We don’t really need scientific research to know muscle memory exists. We observe it everyday. I see it with my swings, tennis players with their serves, and professional golfers with their swings.


The more I read about muscle memory it became evident that the scientific research is aimed at trying to understand how the body functions to create muscle memory than to prove that it exists. I don’t believe in magic so understanding the science behind muscle memory makes sense to me.

It’s no surprise that the key to movement, memory and all of our body’s abilities come from the brain. Muscle memory is no different. According to  James Houk, a professor at Northwestern University, It’s not the muscle storing the memory but rather an area in the brain that stores information and signals the body to perform. Mark Hallett, MD who runs the Human Motor Control Section at the National Institute of Health is focused on studying brain processes and how movement becomes natural. His hope is that his research will help to understand movement disorder diseases and be able to develop treatments for them.
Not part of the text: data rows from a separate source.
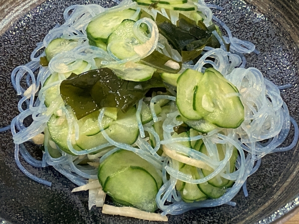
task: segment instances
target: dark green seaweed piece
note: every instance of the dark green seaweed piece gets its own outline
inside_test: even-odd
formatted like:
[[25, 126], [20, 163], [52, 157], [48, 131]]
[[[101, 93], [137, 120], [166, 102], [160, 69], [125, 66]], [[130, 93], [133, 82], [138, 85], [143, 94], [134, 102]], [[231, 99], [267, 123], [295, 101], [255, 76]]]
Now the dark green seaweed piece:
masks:
[[[163, 15], [157, 14], [156, 23], [159, 32], [167, 40], [172, 47], [182, 56], [183, 62], [189, 61], [200, 57], [205, 46], [219, 48], [221, 45], [212, 31], [219, 29], [215, 25], [207, 27], [203, 22], [196, 22], [179, 14], [176, 26]], [[220, 36], [221, 32], [220, 32]], [[222, 37], [222, 36], [221, 36]], [[227, 46], [227, 49], [228, 49]]]
[[[192, 44], [192, 43], [191, 43], [189, 44]], [[188, 44], [186, 46], [186, 51], [182, 51], [182, 61], [183, 62], [189, 61], [196, 58], [200, 55], [200, 54], [201, 54], [201, 52], [205, 46], [205, 45], [203, 45], [198, 47], [191, 48], [189, 47], [189, 44]]]
[[[175, 69], [165, 65], [165, 63], [169, 60], [177, 63], [179, 65], [179, 68]], [[177, 73], [182, 68], [181, 62], [176, 61], [155, 50], [148, 57], [142, 59], [140, 61], [145, 65], [168, 73]]]
[[78, 119], [104, 107], [119, 108], [125, 112], [151, 88], [164, 87], [158, 76], [133, 82], [119, 79], [108, 68], [95, 69], [78, 75], [72, 74], [61, 83], [60, 95]]
[[163, 22], [157, 26], [159, 32], [164, 36], [174, 49], [179, 52], [185, 49], [187, 44], [197, 38], [171, 22]]
[[196, 22], [185, 15], [179, 13], [178, 20], [176, 21], [176, 26], [181, 29], [189, 31], [191, 28], [196, 26]]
There are many theories about where in the brain muscle memory or automatic movements are controlled. Researcher James Houk at Northwestern believes the motor cortex in the brain gets trained after movements are repeated over and over again which suggests that the motor cortex has the ability to recall and store memory. Professors at Northwestern University discuss the science behind Muscle Memory. Click here to watch a video of Northwestern professors discussing Muscle Memory.

For me, I am convinced that muscle memory exists because every time I get on the mound I no longer think about how to throw, I just throw.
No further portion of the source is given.